After all, Mozambique did nothing about Chang for five years and acted only after the US did. This suggests that Maputo sought his extradition to avoid him giving embarrassing testimony in a court in New York. Privinvest had recently told a London court that it had given money to Chang but also to Mozambique’s President Filipe Nyusi. It claimed the payments had been ‘donations’ to Frelimo – apparently legal in Mozambique – and not personal bribes.
Opposing Lamola and others in Ramaphosa’s cabinet and among his advisers is a hardline faction sympathetic to Frelimo. This is supposedly led by Ramaphosa’s security adviser Charles Nqakula – a former state security minister and High Commissioner to Maputo – who wants Chang sent home to Mozambique.
Some present Ramaphosa’s dilemma as a straightforward choice between doing the right thing legally – dispatching Chang to the US – and the politically expedient thing, which is sending him home. It’s not quite as straightforward as that, lawyers close to the case say.
An extradition lawyer involved in the case told ISS Today that the legal case for sending Chang home had become stronger since Maputo had indicted him and he’d supposedly lost immunity.

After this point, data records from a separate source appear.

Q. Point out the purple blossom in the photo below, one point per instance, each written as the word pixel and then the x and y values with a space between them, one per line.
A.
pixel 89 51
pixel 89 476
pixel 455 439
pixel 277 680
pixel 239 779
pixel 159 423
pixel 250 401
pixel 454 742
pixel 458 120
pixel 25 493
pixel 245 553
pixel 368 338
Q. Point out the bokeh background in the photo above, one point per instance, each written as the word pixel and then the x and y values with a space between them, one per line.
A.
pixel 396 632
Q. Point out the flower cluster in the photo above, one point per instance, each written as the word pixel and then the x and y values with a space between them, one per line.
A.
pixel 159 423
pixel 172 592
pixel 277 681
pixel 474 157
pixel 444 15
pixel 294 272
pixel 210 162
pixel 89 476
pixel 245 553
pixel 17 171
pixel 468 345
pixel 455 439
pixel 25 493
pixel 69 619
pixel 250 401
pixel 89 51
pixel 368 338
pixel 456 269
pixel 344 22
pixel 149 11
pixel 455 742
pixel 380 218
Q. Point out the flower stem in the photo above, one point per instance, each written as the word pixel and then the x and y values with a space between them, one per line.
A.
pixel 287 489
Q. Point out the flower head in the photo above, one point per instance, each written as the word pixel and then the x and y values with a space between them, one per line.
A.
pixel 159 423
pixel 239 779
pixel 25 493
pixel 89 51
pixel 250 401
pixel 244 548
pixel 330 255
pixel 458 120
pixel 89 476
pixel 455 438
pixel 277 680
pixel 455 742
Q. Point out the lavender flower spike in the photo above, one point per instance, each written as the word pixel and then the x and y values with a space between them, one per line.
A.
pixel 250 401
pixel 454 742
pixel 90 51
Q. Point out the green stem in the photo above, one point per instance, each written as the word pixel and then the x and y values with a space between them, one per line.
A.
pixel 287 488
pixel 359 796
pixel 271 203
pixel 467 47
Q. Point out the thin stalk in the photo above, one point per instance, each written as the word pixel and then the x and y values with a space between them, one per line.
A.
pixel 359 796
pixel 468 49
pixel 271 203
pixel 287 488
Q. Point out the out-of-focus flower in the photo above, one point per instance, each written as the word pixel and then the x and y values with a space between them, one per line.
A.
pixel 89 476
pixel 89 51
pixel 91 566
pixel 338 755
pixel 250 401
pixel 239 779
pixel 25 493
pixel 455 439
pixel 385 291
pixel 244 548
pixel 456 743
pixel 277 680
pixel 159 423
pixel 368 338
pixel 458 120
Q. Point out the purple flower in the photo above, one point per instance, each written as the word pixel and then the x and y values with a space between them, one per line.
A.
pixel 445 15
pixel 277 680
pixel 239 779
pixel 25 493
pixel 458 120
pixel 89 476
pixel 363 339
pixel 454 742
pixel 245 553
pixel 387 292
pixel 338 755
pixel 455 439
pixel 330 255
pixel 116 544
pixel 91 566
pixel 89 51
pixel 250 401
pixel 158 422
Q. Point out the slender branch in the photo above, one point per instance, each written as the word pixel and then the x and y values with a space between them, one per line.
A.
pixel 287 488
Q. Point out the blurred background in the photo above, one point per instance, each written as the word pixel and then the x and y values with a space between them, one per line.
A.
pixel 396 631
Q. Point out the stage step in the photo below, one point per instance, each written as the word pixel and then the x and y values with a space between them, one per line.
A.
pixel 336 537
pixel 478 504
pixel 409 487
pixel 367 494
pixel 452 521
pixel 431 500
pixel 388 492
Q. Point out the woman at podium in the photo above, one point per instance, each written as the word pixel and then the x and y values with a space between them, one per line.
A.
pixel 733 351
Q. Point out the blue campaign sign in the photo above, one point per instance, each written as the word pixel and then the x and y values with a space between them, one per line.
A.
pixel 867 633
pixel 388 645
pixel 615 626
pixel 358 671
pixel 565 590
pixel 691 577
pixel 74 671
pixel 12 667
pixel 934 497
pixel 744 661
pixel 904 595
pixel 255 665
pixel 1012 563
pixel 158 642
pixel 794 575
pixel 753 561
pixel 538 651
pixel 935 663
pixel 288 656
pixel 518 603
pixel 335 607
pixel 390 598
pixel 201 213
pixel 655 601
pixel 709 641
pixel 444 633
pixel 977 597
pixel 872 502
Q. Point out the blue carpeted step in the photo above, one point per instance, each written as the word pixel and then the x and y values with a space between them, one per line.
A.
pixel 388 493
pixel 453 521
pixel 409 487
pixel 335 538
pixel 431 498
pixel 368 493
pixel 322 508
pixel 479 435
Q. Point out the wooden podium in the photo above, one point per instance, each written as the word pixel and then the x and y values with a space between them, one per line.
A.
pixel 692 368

He noted that Ramaphosa would have to weigh up pertinent factors, namely that Mozambique is a neighbour, an ally, part of the same region and that Chang is after all a Mozambican national.
But those in South Africa’s government who favour sending him to the US insist their case is stronger. They argue that the US was the first to seek his extradition and that Mozambique’s request was manifestly reactionary. ‘How can you believe a government that does nothing for five years and then suddenly asks for extradition after someone else has?’ one official asked ISS Today.
Mozambique’s quest for a Johannesburg High Court order compelling Lamola to announce a decision has raised pressure on Ramaphosa if only to avoid awkward litigation. This week he met Nyusi on the sidelines of French President Emmanuel Macron’s summit in Paris on financing Africa’s post-COVID-19 recovery.
South African officials said both Chang and the Islamist insurgency in northern Mozambique were discussed. The two issues may be connected. South Africa is pushing for Nyusi to accept Southern African Development Community (SADC) military intervention against the insurgents, but Nyusi seems to be resisting. So this may not be a good time for South Africa to annoy him. The SADC region might also take offence at Pretoria preferring the US to a fellow SADC member.
Political expediency aside, the legally more robust decision would be to send Chang to the US, where ordinary Mozambicans are more likely to learn how US$2-billion of their money evaporated.
Sending him to Mozambique could have negative repercussions for Ramaphosa at home. He has staked his political fortunes on fighting corruption and is allowing the law to deal with corrupt ANC members such as former president Zuma and recently suspended secretary-general Ace Magashule. It would not reflect well if Ramaphosa were to make a decision on Chang motivated by political expediency rather than respecting the law.